Il credo di Pasquale D’Introno
Il lavoro in campo ha dato a Pasquale D’Introno l’opportunità di riflettere sul valore di quello che un’azienda agricola può fare.
«Quando si coinvolgono altre persone per un fine che va oltre quelle che sono le tue esigenze individuali, si va a intaccare un interesse collettivo. E questo che rende tutto, anche fare olio, politico. Credo che in un’economia come la nostra, che muove tanto a livello regionale e nazionale, il settore oleario debba esser riqualificato e rimodellato su nuove esigenze di consumo, per dare luce a quella che è la nostra identità: siamo produttori di olio. Il nostro prodotto è spesso disprezzato ma, di fatto, va ad aumentare il valore degli oli che va a tagliare. Per decenni i contadini sono stati relegati in fondo alla scala sociale. Invece sono i nostri produttori di cibo, anelli fondamentali di una catena oggi virtuosa».
«Nel mio piccolo, con la mia azienda, promuovendo un prodotto che racconta le caratteristiche di uno specifico terreno, che risente dei profumi delle erbe di quella zona e dei cicli di lavoro, io promuovo la mia azienda ma do anche un’immagine di un’area geografica e culturale, divenendo un ambasciatore del territorio.
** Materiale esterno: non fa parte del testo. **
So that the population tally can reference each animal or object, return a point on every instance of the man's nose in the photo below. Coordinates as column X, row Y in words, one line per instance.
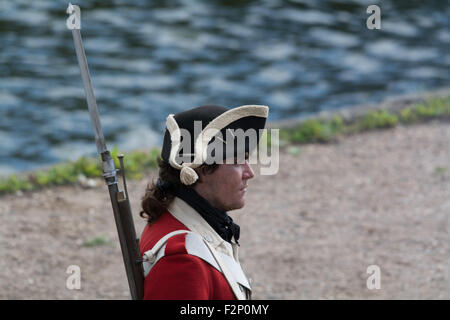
column 248, row 171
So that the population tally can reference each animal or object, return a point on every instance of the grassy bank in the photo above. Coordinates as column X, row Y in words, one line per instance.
column 309, row 131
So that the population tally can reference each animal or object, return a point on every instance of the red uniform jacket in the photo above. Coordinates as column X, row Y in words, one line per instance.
column 179, row 275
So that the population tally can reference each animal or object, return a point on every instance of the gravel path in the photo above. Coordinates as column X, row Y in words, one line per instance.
column 309, row 232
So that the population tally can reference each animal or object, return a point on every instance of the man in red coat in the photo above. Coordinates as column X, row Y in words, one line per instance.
column 190, row 245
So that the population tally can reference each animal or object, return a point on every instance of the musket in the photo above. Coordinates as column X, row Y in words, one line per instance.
column 129, row 244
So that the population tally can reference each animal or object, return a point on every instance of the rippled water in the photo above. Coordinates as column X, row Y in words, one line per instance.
column 151, row 58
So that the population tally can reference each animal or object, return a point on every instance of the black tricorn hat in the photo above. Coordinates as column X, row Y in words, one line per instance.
column 205, row 127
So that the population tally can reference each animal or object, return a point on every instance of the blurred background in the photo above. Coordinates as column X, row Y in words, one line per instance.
column 151, row 58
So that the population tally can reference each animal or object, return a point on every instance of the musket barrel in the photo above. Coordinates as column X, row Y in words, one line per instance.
column 92, row 104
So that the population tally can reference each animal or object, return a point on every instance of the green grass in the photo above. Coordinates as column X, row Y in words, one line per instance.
column 136, row 163
column 324, row 131
column 97, row 241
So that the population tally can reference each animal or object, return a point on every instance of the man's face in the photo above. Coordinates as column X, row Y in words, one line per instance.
column 225, row 188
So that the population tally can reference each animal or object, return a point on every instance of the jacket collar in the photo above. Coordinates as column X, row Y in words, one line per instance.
column 188, row 216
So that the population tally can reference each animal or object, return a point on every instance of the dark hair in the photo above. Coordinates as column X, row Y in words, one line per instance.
column 156, row 199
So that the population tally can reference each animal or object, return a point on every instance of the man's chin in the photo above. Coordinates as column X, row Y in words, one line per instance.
column 238, row 205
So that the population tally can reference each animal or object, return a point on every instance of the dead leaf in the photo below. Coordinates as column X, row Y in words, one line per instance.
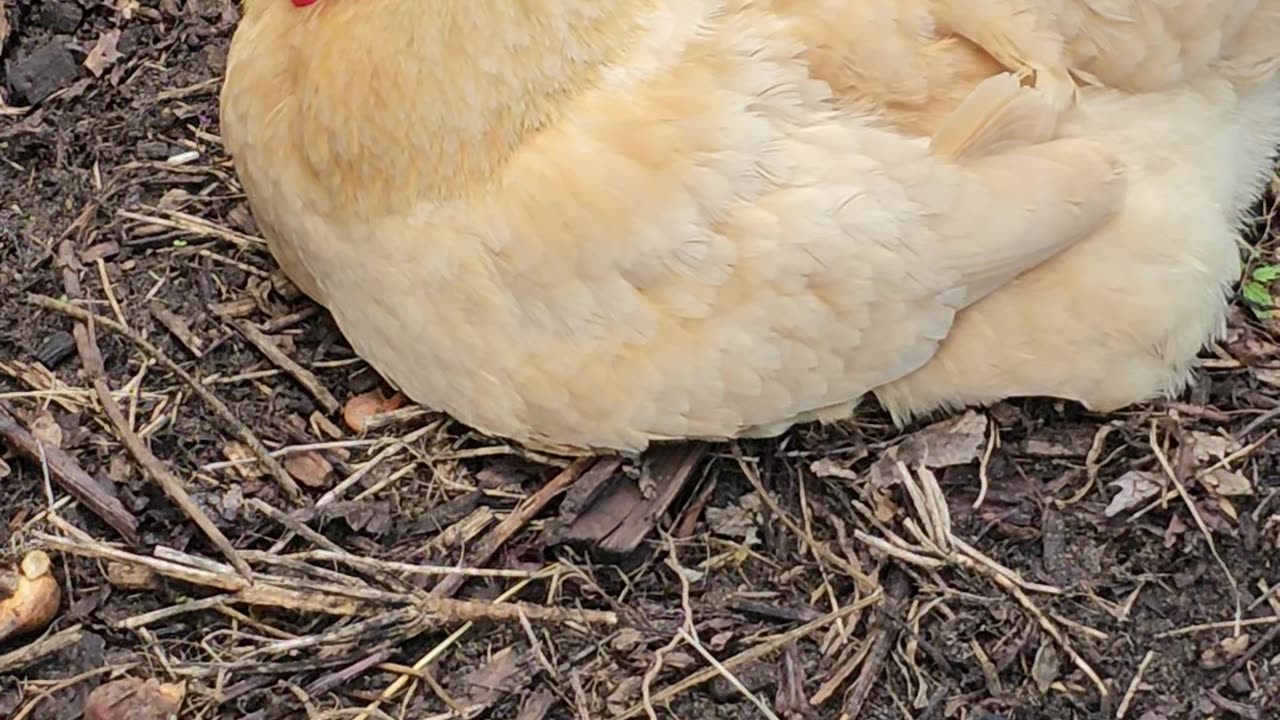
column 46, row 429
column 740, row 520
column 1269, row 377
column 950, row 442
column 503, row 674
column 1175, row 528
column 1226, row 483
column 104, row 53
column 956, row 441
column 626, row 691
column 4, row 23
column 361, row 408
column 828, row 468
column 627, row 639
column 324, row 427
column 1136, row 487
column 1212, row 447
column 129, row 577
column 1235, row 646
column 310, row 469
column 1046, row 666
column 30, row 596
column 135, row 698
column 243, row 461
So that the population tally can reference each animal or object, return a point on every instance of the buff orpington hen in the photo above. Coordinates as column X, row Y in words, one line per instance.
column 1120, row 317
column 1134, row 45
column 594, row 224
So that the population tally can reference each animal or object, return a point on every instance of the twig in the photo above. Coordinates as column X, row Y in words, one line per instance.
column 983, row 478
column 91, row 359
column 220, row 409
column 1134, row 684
column 1200, row 522
column 432, row 656
column 307, row 379
column 522, row 514
column 886, row 638
column 333, row 600
column 816, row 546
column 68, row 474
column 752, row 655
column 41, row 648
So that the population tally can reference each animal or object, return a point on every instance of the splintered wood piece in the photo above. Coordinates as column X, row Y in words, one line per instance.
column 69, row 475
column 620, row 516
column 512, row 523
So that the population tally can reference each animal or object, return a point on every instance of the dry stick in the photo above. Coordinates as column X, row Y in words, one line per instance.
column 219, row 408
column 1134, row 684
column 882, row 646
column 333, row 600
column 515, row 520
column 91, row 359
column 1200, row 522
column 305, row 377
column 753, row 654
column 39, row 650
column 68, row 474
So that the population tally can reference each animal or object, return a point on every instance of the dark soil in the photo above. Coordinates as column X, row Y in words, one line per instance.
column 124, row 167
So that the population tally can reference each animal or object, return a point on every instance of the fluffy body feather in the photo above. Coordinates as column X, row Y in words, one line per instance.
column 1119, row 317
column 1134, row 45
column 598, row 224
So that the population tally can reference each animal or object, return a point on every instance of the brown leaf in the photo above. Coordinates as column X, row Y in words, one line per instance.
column 324, row 427
column 1046, row 666
column 129, row 577
column 310, row 469
column 4, row 23
column 1269, row 377
column 104, row 53
column 361, row 408
column 1211, row 447
column 741, row 520
column 503, row 674
column 1136, row 487
column 46, row 429
column 956, row 441
column 133, row 698
column 245, row 463
column 1225, row 483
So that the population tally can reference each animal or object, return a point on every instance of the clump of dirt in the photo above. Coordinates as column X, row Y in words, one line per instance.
column 1112, row 563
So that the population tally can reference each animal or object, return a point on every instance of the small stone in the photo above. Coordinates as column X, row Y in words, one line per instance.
column 54, row 349
column 42, row 72
column 59, row 16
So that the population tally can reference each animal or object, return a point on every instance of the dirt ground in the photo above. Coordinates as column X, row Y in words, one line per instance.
column 1116, row 565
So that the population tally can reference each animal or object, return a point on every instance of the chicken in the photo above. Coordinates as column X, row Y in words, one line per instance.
column 1119, row 317
column 593, row 224
column 1136, row 45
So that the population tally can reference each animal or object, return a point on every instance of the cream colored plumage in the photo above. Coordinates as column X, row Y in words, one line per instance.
column 1119, row 317
column 1134, row 45
column 598, row 223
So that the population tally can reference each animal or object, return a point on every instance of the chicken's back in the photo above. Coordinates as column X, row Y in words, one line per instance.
column 1120, row 317
column 685, row 237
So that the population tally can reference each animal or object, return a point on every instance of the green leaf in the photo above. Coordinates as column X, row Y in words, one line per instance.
column 1267, row 273
column 1257, row 294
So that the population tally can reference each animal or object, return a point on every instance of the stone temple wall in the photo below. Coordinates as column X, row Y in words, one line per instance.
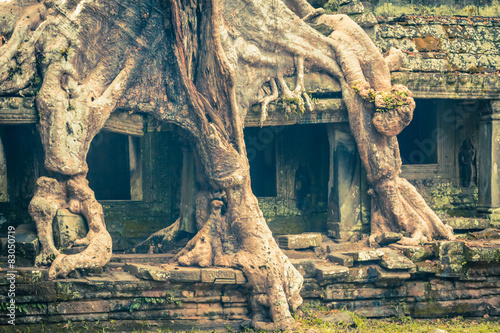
column 441, row 279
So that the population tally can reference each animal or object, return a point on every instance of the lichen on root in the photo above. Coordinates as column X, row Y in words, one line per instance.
column 241, row 239
column 76, row 195
column 393, row 109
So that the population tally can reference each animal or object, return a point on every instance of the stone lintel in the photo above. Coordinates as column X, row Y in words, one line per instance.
column 301, row 241
column 341, row 259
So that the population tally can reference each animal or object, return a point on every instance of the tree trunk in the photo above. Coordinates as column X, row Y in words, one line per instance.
column 200, row 66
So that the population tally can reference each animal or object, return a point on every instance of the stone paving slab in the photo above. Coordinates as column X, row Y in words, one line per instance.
column 301, row 241
column 467, row 223
column 393, row 261
column 366, row 255
column 341, row 259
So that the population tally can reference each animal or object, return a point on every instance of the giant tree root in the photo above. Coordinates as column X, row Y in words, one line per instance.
column 51, row 195
column 241, row 239
column 378, row 112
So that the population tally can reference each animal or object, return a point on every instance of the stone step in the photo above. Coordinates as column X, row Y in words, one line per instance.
column 143, row 258
column 340, row 259
column 301, row 241
column 466, row 223
column 215, row 275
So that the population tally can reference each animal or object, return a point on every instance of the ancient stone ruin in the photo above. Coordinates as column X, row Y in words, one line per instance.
column 218, row 163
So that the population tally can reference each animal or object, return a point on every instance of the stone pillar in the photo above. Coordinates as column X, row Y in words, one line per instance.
column 188, row 193
column 489, row 164
column 344, row 198
column 3, row 174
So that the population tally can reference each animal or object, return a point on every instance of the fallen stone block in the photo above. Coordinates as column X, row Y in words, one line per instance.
column 183, row 274
column 306, row 267
column 391, row 278
column 27, row 245
column 392, row 260
column 482, row 254
column 366, row 255
column 327, row 272
column 451, row 258
column 339, row 318
column 464, row 223
column 341, row 259
column 147, row 272
column 301, row 241
column 68, row 227
column 365, row 273
column 222, row 276
column 388, row 238
column 415, row 253
column 427, row 267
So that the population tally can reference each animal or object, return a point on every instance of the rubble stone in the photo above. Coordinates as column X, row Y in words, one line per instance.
column 340, row 259
column 301, row 241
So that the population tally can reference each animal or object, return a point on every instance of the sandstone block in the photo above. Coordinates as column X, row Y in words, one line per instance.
column 222, row 276
column 388, row 238
column 340, row 259
column 185, row 274
column 415, row 253
column 68, row 227
column 328, row 272
column 482, row 254
column 366, row 255
column 392, row 260
column 147, row 272
column 467, row 223
column 301, row 241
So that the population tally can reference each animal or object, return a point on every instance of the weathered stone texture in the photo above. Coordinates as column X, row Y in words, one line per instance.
column 444, row 45
column 302, row 241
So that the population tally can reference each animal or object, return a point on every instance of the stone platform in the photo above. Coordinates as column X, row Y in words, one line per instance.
column 434, row 280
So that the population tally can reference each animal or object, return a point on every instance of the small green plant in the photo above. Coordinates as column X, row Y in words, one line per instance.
column 14, row 71
column 64, row 53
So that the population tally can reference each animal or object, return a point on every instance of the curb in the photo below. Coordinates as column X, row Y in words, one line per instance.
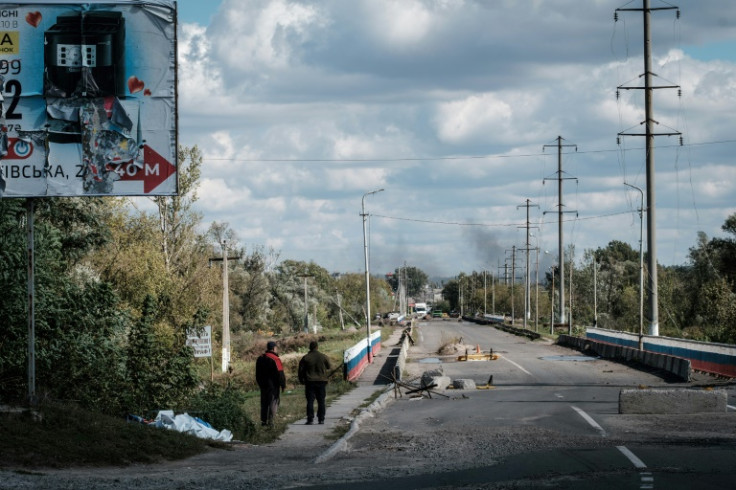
column 342, row 443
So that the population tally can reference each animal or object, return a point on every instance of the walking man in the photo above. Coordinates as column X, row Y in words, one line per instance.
column 313, row 373
column 270, row 377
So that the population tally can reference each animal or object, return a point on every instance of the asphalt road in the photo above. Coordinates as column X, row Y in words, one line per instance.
column 550, row 418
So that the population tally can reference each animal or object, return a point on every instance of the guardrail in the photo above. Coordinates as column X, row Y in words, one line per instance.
column 708, row 357
column 497, row 321
column 355, row 359
column 677, row 366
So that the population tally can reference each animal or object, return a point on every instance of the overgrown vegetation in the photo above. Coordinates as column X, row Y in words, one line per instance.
column 117, row 288
column 62, row 435
column 696, row 300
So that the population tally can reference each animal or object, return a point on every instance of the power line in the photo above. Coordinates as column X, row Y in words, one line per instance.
column 444, row 158
column 495, row 225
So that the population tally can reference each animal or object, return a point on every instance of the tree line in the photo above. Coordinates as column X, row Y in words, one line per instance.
column 697, row 300
column 118, row 286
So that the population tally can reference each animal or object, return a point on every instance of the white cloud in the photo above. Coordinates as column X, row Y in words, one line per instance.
column 300, row 107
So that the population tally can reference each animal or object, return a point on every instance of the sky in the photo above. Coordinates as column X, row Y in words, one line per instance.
column 454, row 108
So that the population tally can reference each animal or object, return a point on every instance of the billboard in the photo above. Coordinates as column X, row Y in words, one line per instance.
column 89, row 102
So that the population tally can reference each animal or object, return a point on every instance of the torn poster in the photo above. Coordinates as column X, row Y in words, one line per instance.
column 88, row 98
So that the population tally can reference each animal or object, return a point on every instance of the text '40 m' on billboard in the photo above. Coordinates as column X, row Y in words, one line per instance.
column 88, row 98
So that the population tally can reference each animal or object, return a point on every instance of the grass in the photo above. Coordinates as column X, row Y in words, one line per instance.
column 59, row 436
column 63, row 435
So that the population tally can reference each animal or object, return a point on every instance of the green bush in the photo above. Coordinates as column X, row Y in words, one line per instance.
column 222, row 407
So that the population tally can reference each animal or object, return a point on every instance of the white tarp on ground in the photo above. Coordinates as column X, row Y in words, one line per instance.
column 190, row 425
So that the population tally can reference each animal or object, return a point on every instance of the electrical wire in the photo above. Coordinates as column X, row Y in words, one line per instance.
column 443, row 158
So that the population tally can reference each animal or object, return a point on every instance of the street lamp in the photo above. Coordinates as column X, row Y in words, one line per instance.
column 306, row 307
column 367, row 275
column 641, row 268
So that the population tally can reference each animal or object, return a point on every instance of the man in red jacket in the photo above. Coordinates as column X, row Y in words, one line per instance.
column 270, row 377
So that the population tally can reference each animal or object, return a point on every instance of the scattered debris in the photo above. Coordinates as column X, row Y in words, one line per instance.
column 184, row 423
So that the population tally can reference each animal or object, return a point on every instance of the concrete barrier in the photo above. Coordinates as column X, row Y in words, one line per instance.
column 669, row 401
column 709, row 357
column 677, row 366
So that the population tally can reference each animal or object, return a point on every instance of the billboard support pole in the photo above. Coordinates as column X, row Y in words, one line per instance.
column 30, row 209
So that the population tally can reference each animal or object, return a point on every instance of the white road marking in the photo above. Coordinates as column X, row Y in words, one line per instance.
column 512, row 362
column 634, row 460
column 590, row 420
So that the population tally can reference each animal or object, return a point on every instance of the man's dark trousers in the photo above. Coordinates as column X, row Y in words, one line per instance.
column 316, row 390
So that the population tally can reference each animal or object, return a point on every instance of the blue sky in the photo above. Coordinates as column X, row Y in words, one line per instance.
column 200, row 11
column 301, row 107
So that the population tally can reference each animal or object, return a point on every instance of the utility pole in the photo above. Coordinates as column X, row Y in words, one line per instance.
column 649, row 135
column 339, row 309
column 552, row 305
column 225, row 305
column 641, row 268
column 527, row 291
column 513, row 280
column 306, row 305
column 560, row 145
column 364, row 215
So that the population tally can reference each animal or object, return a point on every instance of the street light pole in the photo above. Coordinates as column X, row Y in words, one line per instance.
column 641, row 268
column 367, row 274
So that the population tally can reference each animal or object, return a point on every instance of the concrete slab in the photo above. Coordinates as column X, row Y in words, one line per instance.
column 668, row 401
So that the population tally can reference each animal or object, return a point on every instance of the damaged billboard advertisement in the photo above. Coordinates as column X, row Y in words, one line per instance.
column 89, row 103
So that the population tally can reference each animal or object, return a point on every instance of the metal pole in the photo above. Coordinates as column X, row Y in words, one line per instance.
column 306, row 307
column 595, row 292
column 367, row 275
column 641, row 267
column 513, row 280
column 560, row 244
column 651, row 218
column 485, row 294
column 536, row 299
column 225, row 311
column 552, row 305
column 30, row 211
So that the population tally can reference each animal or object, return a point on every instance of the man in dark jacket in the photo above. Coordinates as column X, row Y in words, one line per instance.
column 270, row 377
column 313, row 373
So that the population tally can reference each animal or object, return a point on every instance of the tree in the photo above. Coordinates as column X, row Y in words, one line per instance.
column 160, row 367
column 415, row 280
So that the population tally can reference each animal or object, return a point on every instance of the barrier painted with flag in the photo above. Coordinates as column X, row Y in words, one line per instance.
column 355, row 358
column 704, row 356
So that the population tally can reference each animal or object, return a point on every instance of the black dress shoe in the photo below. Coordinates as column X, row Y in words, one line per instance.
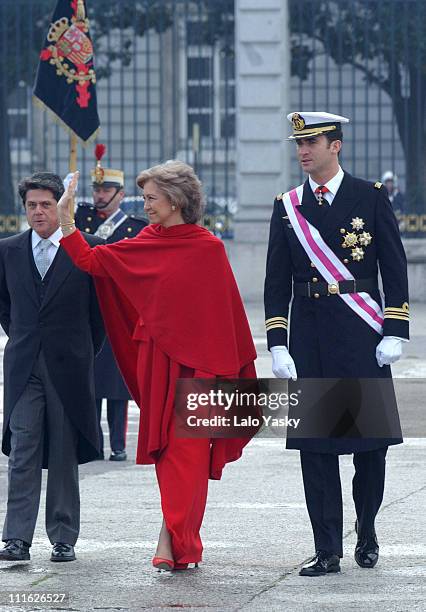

Sono convinto che per valorizzare il prodotto sia necessario restituire anche il senso della comunità, della gente che è venuta in campagna con te alle cinque di mattina. Devi raccontare i fattori che fanno la differenza, compreso l’aspetto tecnico e tecnologico della frangitura. Da un paio d’anni i frantoi stanno cambiando pelle e anche quelli più grandi hanno capito che creare delle nicchie di qualità nei loro circuiti può fare bene al business. Il risultato è la ricerca di rese bassissime, profumi importanti, colori interessanti: tutti fattori che danno all’olio un’identità precisa. Poi, in tutte le fasce di mercato, quando si parla di Coratina bisogna associare sempre l’amaro e il piccante, anticipatori dell’alto valore nutraceutico di questo alimento».
Il futuro dell’olio
Sul futuro dell’olio c’è ancora tanto da fare. Secondo D’Introno «sarà necessario dare un canone al nostro olio perché cultivar Coratina significa tutto e niente, proprio come Castel del Monte Doc: ci vuole un disciplinare di produzione, una commissione tecnica che analizzi e assaggi l’olio, che valuti il ritorno d’immagine, che conosca bene il territorio. Inoltre, bisogna lavorare per divulgare un concetto diverso di olio, che lo valorizzi dal punto di vista nutraceutico. Infine, va lanciata una sfida al mondo agricolo, trasformando gli impianti alla luce del target da raggiungere e integrando menti e braccia, con uomini in campo e fuori capaci di fare la differenza. Insomma, deve cambiare la consapevolezza del lavoro in agricoltura».